Ojibway 'Netflix' launches on Apple store

The world's first Indigenous language TV streaming app launched on the App Store Tuesday, allowing people to access Ojibway education and entertainment programming through an Apple TV device.

The Winnipeg-based developers jokingly call it "the Ojibway Netflix." It's all part of a high-tech push to keep Canada's Indigenous languages from disappearing.

"This tool brings the exclusive Ojibway language into the classroom, into the living room, into the home with the young kids," said Darrick Baxter, founder and CEO of Ogoki Learning Inc. He's originally from the Sandy Bay Ojibway First Nation in Manitoba.

"The tech now, with Google Chrome, with set-top boxes, with smart TVs, with iPads in the home all the time, it's a perfect opportunity to start to teach and revitalize and reinvigorate the mind of young people to start to speak Ojibway."

Baxter and his team have already released about 130 smartphone and tablet apps to learn languages. But this is the first to stream Ojibway language TV programming – both teaching videos they've created and content from other sources.

They hope to get the platform into schools and homes as a learning tool, but also as an entertainment source.

For now the content is free, but Baxter may eventually move toward subscriptions, pay-per-view or advertising to help pay for content. His work isn't funded by any government grants.

More than 70 Indigenous languages

Canada has more than 70 Indigenous languages, grouped into 12 distinct language families.

The family with the largest number of people is Algonquian, which includes Cree, Ojibway, Innu/Montagnais and Oji-Cree.

According to the 2016 census, the number of Aboriginal people who could speak a native tongue has grown by 3.1 per cent since 2006. One in five First Nations people reported being able to conduct a conversation.

It also found more people — mostly young — are learning an Indigenous language as a second language.

It also found more people — mostly young — are learning an Indigenous language as a second language.

'Pressures toward language loss'

Ojibway, Cree and Dakota are some of the languages expected to survive at least another 50 years, but that doesn't mean they're not endangered, says Cary Miller, head of the Native Studies program at the University of Manitoba.

"There certainly have been pressures toward language loss, both the historical context of boarding schools and adoption outside of community, as well as the innundation of new media which has all been in predominantly French or English," she says.

As the Indigenous population grows in Canada, Miller believes healthcare workers, social workers, police and justice officials should also be exposed to their languages.

"The more we can encourage to see our Indigenous languages as normative, as part of Canadian culture, the better we are. Both in terms of bringing them into that language and crossing those communication barriers, but also preserving our language," she says, adding initiatives such as Ojibway TV could help.

"Having these kinds of accessible media opportunities for using the language is enormously important for keeping it.
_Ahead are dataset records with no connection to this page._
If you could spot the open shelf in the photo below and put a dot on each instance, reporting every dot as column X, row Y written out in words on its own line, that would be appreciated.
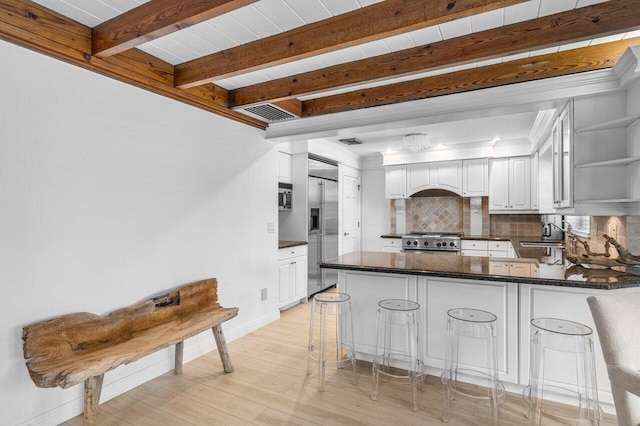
column 613, row 124
column 617, row 162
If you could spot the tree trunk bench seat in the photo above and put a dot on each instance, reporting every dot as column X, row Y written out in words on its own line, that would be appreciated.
column 81, row 347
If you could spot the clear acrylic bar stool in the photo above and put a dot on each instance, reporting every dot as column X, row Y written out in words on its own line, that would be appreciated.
column 569, row 337
column 480, row 326
column 398, row 342
column 339, row 335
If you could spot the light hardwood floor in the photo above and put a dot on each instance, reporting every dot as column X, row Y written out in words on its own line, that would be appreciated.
column 270, row 387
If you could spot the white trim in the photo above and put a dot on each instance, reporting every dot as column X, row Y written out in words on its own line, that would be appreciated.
column 520, row 97
column 194, row 347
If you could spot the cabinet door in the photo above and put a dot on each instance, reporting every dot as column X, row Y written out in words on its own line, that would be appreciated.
column 475, row 178
column 396, row 181
column 499, row 185
column 534, row 181
column 299, row 277
column 562, row 151
column 417, row 177
column 520, row 183
column 284, row 283
column 284, row 167
column 447, row 175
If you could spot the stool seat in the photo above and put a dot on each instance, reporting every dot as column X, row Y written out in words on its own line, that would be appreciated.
column 339, row 306
column 398, row 342
column 560, row 335
column 480, row 326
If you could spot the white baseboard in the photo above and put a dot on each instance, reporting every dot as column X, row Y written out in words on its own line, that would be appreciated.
column 194, row 348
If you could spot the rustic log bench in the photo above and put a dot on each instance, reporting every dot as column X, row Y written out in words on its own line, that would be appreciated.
column 81, row 347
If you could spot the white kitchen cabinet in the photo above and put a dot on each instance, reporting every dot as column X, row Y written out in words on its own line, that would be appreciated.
column 513, row 268
column 445, row 175
column 562, row 158
column 566, row 303
column 396, row 181
column 475, row 178
column 438, row 295
column 392, row 245
column 535, row 161
column 474, row 248
column 284, row 167
column 418, row 177
column 293, row 270
column 366, row 290
column 510, row 184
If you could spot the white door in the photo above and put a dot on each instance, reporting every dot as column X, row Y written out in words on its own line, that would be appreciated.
column 350, row 214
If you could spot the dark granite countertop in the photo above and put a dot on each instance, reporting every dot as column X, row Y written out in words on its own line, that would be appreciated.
column 287, row 244
column 552, row 268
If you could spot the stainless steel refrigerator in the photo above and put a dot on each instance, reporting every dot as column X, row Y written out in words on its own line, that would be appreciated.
column 323, row 223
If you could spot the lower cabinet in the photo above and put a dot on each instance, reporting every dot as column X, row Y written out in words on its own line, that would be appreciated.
column 513, row 268
column 438, row 295
column 392, row 245
column 514, row 304
column 293, row 271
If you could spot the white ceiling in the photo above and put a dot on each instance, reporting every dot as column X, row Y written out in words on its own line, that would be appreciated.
column 268, row 17
column 510, row 128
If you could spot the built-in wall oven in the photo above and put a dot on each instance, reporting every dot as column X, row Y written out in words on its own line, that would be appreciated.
column 285, row 194
column 432, row 242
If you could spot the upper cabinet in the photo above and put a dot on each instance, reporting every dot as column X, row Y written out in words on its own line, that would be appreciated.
column 475, row 178
column 562, row 158
column 405, row 180
column 284, row 167
column 510, row 184
column 396, row 181
column 445, row 175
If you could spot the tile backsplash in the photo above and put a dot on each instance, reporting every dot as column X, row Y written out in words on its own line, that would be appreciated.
column 429, row 214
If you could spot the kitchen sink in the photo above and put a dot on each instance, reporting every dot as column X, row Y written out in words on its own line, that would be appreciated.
column 542, row 244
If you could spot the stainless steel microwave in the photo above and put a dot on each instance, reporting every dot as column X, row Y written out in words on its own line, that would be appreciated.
column 285, row 191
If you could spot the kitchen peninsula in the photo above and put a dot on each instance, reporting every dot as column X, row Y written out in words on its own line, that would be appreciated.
column 442, row 282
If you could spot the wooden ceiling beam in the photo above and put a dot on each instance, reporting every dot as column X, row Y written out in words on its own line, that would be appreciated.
column 552, row 65
column 373, row 22
column 155, row 19
column 599, row 20
column 34, row 27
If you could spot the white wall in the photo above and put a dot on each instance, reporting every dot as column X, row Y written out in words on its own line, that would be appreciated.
column 110, row 194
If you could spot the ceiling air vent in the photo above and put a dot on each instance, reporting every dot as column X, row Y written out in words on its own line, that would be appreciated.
column 270, row 113
column 351, row 141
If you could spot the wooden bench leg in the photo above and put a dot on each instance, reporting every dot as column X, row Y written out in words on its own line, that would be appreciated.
column 92, row 389
column 177, row 369
column 222, row 348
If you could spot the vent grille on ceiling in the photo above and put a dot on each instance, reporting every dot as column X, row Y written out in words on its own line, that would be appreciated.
column 269, row 112
column 351, row 141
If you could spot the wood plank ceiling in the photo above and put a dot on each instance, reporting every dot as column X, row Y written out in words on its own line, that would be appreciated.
column 303, row 58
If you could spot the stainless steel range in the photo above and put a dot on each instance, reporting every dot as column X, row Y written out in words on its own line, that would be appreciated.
column 432, row 242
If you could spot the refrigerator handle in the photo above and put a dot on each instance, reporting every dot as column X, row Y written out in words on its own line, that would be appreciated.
column 321, row 214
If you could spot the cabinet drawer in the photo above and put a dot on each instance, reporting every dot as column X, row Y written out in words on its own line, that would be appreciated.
column 290, row 252
column 475, row 245
column 498, row 245
column 392, row 242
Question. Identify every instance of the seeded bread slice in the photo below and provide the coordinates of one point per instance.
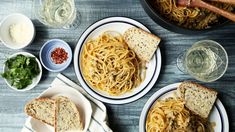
(198, 99)
(143, 43)
(67, 117)
(42, 109)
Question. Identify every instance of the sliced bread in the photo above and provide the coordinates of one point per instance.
(42, 109)
(198, 99)
(143, 43)
(67, 117)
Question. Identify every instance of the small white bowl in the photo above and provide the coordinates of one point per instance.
(45, 55)
(12, 19)
(35, 80)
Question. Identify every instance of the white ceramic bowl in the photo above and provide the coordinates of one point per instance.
(35, 80)
(12, 19)
(45, 55)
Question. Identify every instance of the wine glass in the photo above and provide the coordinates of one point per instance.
(206, 61)
(57, 13)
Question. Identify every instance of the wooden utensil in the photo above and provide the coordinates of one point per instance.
(202, 4)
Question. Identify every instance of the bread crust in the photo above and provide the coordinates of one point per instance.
(139, 30)
(142, 42)
(185, 85)
(199, 86)
(26, 109)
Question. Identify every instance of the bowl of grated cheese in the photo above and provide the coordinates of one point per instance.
(16, 31)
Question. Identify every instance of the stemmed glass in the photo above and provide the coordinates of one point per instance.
(57, 13)
(206, 61)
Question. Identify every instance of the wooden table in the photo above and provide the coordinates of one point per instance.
(122, 118)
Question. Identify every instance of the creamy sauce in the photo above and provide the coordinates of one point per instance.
(19, 33)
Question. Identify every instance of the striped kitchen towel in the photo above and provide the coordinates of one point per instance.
(99, 115)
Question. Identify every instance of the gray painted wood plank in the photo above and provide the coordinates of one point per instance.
(122, 118)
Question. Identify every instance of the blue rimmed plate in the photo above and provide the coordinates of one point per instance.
(119, 24)
(218, 113)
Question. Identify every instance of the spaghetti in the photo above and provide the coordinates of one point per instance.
(170, 115)
(109, 65)
(193, 18)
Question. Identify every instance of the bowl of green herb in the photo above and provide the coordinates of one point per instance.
(22, 71)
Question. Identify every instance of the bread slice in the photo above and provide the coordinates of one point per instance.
(42, 109)
(67, 117)
(198, 99)
(143, 43)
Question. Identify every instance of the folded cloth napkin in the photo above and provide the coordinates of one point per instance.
(99, 115)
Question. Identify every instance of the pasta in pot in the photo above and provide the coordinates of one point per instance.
(109, 65)
(193, 18)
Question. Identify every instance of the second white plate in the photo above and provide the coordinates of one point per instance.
(218, 113)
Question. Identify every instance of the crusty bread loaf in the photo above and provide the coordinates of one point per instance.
(67, 117)
(198, 99)
(42, 109)
(143, 43)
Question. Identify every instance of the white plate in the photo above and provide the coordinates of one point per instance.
(119, 24)
(218, 113)
(81, 102)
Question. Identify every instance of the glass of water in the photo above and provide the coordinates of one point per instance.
(206, 61)
(57, 13)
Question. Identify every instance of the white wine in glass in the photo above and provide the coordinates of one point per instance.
(206, 61)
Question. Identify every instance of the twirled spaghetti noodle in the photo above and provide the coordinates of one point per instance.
(194, 18)
(170, 115)
(109, 65)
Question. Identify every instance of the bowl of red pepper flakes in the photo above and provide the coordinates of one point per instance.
(55, 55)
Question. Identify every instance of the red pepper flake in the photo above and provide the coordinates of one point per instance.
(59, 55)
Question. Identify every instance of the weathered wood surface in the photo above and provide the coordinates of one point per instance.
(122, 118)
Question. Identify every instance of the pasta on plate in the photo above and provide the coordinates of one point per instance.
(109, 65)
(170, 115)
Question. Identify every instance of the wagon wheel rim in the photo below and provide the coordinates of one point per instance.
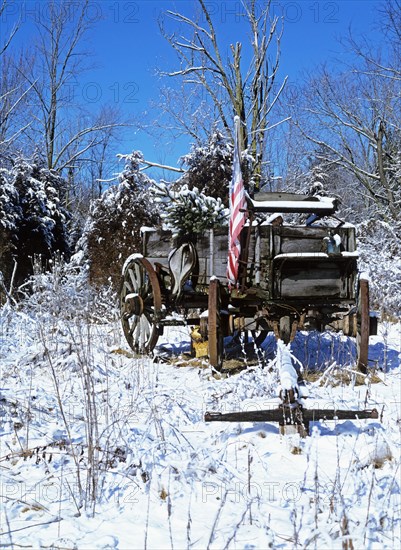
(140, 305)
(362, 336)
(215, 335)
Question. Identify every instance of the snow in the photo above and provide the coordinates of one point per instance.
(130, 259)
(100, 448)
(322, 205)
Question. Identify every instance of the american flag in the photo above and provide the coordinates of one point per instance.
(237, 218)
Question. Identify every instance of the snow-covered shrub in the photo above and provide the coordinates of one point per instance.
(32, 219)
(112, 231)
(188, 212)
(379, 245)
(209, 167)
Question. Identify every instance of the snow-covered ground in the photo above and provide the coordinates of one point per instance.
(101, 449)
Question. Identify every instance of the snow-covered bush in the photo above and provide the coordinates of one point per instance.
(188, 212)
(112, 231)
(209, 167)
(379, 245)
(32, 220)
(63, 292)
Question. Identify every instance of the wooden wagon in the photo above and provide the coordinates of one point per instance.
(292, 277)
It not only gets reinforced in the classrooms with our exercises and speaking, but now there's fun media content that we can watch and listen to in our downtime. It extends the amount of time of day that you're spending on language. It extends the vocabulary that you're exposed to."

Darrick Baxter would love to see people create content for Ojibway TV like Netflix is doing — maybe an Indigenous version of Stranger Things, Riverdale or 13 Reasons Why.

"My son puts on Youtube all the time and he watches videos on whatever it might be, so why not reach them with this cartoon video?" Baxter says.

"Each of us play an important role in saving the Ojibway language. If it's a parent teaching a young kid, if it's a grandparent just saying a few words each day. ... So right now our team, a tiny little team, is releasing this streaming app."

Indigenous language law

The federal government is developing an Indigenous language law on behalf of the Inuit Tapiriit Kanatami, the Assembly of First Nations and the Métis Nation.

It was initially announced in Prime Minister Justin Trudeau's 2015 mandate letter to the heritage minister.

The expected law will support the Truth and Reconciliation Commission's calls to action and the UN Declaration on the Rights of Indigenous Peoples.